Strongly typed access to csv in scala?

2020-02-23 03:17发布

问题:

I would like to access csv files in scala in a strongly typed manner. For example, as I read each line of the csv, it is automatically parsed and represented as a tuple with the appropriate types. I could specify the types beforehand in some sort of schema that is passed to the parser. Are there any libraries that exist for doing this? If not, how could I go about implementing this functionality on my own?

回答1:

product-collections appears to be a good fit for your requirements:

scala> val data = CsvParser[String,Int,Double].parseFile("sample.csv")
data: com.github.marklister.collections.immutable.CollSeq3[String,Int,Double] = 
CollSeq((Jan,10,22.33),
        (Feb,20,44.2),
        (Mar,25,55.1))

product-collections uses opencsv under the hood.

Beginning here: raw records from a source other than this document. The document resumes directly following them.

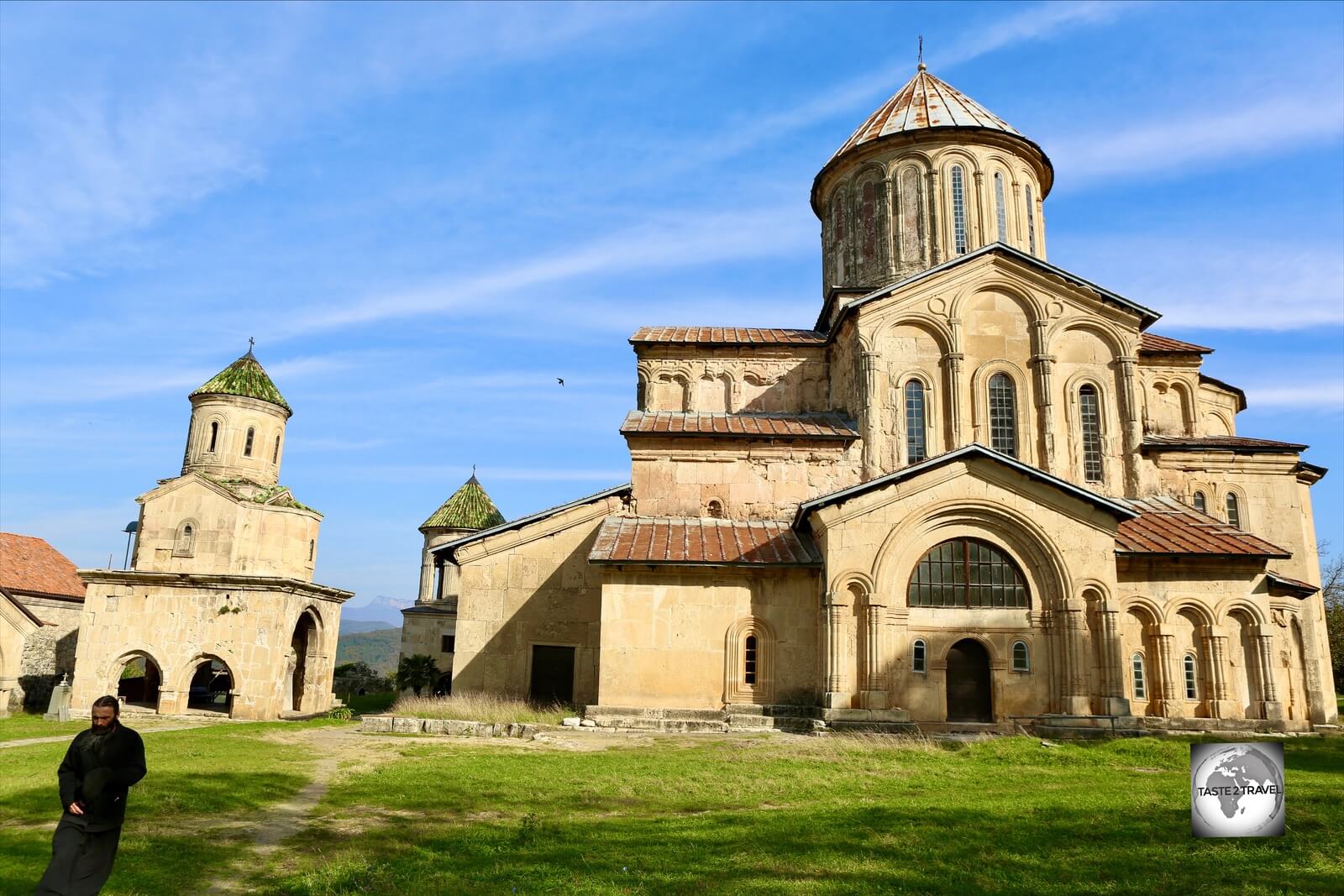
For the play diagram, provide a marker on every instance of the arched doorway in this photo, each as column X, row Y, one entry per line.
column 969, row 689
column 212, row 685
column 138, row 681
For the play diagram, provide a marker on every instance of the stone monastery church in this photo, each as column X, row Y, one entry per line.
column 979, row 488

A CollSeq3 is an IndexedSeq[Product3[T1,T2,T3]] and also a Product3[Seq[T1],Seq[T2],Seq[T3]] with a little sugar. I am the author of product-collections.

Here's a link to the io page of the scaladoc

Product3 is essentially a tuple of arity 3.



回答2:

If your content has double-quotes to enclose other double quotes, commas and newlines, I would definitely use a library like opencsv that deals properly with special characters. Typically you end up with Iterator[Array[String]]. Then you use Iterator.map or collect to transform each Array[String] into your tuples dealing with type conversions errors there. If you need to do process the input without loading all in memory, you then keep working with the iterator, otherwise you can convert to a Vector or List and close the input stream.

So it may look like this:

val reader = new CSVReader(new FileReader(filename))
val iter = reader.iterator()
val typed = iter collect {
  case Array(double, int, string) => (double.toDouble, int.toInt, string)
}
// do more work with typed
// close reader in a finally block

Depending on how you need to deal with errors, you can return Left for errors and Right for success tuples to separate the errors from the correct rows. Also, I sometimes wrap of all this using scala-arm for closing resources. So my data maybe wrapped into the resource.ManagedResource monad so that I can use input coming from multiple files.

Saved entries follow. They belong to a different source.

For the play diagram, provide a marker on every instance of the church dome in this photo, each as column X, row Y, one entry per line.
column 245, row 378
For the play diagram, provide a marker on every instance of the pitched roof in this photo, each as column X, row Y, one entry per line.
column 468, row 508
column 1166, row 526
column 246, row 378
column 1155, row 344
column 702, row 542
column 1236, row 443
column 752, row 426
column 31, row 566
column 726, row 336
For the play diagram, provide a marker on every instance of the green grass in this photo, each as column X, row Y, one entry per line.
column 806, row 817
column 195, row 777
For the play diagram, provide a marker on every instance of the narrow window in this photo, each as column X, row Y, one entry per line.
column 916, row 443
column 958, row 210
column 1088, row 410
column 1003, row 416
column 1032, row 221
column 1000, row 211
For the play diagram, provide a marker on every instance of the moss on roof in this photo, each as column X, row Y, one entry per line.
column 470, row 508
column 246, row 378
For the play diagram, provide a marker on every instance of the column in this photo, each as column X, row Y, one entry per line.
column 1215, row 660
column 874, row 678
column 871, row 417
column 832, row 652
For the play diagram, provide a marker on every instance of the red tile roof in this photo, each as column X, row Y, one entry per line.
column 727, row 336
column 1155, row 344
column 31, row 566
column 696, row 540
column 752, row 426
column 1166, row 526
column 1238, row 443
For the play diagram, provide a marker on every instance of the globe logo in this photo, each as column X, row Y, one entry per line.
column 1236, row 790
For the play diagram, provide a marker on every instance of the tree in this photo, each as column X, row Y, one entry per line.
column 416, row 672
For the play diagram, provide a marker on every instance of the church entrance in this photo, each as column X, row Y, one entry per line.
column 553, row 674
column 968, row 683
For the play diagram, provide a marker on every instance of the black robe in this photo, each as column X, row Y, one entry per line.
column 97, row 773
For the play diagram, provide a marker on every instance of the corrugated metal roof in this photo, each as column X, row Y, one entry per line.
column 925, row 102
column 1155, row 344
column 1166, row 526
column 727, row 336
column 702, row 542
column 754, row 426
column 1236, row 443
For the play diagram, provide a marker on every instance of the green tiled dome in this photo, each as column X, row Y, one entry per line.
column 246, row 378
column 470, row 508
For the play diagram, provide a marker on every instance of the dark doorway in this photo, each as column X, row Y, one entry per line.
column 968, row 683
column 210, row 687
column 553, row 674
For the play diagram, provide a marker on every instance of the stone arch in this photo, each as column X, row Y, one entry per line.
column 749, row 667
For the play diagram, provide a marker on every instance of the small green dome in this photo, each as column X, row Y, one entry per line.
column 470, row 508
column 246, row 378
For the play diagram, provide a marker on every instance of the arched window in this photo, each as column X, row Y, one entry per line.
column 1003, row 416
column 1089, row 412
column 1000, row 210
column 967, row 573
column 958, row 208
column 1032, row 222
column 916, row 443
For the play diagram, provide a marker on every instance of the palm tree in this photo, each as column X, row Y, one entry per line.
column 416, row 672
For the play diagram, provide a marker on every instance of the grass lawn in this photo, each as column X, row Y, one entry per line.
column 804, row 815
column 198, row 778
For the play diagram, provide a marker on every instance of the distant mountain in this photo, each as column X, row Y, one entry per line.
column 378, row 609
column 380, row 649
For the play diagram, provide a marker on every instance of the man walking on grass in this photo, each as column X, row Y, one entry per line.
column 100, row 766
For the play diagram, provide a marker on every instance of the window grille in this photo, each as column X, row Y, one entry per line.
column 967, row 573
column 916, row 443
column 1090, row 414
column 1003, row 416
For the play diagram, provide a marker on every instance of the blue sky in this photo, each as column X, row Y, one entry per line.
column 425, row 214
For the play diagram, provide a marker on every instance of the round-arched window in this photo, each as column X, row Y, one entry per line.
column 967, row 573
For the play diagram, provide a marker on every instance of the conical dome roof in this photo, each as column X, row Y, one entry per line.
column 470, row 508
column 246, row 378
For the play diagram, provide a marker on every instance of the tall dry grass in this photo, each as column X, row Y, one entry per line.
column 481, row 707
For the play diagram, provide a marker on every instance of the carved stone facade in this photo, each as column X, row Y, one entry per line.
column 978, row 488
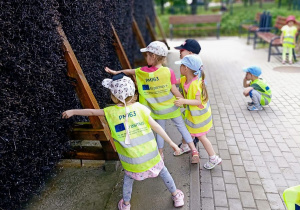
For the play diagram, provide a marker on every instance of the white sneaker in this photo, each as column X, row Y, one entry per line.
column 183, row 149
column 255, row 108
column 213, row 162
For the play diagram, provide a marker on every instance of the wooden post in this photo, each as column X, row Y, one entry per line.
column 120, row 50
column 100, row 130
column 152, row 31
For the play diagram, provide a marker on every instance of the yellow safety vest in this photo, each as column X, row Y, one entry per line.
column 291, row 197
column 142, row 153
column 155, row 93
column 196, row 120
column 263, row 89
column 289, row 36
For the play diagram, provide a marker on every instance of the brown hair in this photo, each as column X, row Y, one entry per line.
column 203, row 87
column 158, row 58
column 131, row 99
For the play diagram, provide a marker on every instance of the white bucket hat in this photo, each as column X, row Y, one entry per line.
column 121, row 87
column 157, row 48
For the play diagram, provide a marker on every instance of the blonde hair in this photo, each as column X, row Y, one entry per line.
column 203, row 87
column 131, row 99
column 158, row 58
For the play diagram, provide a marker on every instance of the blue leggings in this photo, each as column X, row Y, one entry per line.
column 164, row 174
column 179, row 123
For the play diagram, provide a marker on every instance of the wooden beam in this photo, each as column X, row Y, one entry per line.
column 85, row 94
column 152, row 32
column 90, row 153
column 162, row 33
column 120, row 50
column 141, row 42
column 150, row 28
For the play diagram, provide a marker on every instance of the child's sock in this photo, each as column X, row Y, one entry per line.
column 185, row 146
column 212, row 157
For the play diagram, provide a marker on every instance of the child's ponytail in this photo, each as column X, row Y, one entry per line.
column 203, row 87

Finally, although you want to work with tuples, I have found that it is usually clearer to have a case class that is appropriate for the problem and then write a method that creates that case class object from an Array[String].



回答3:

This is made more complicated than it ought to because of the nontrivial quoting rules for CSV. You probably should start with an existing CSV parser, e.g. OpenCSV or one of the projects called scala-csv. (There are at least three.)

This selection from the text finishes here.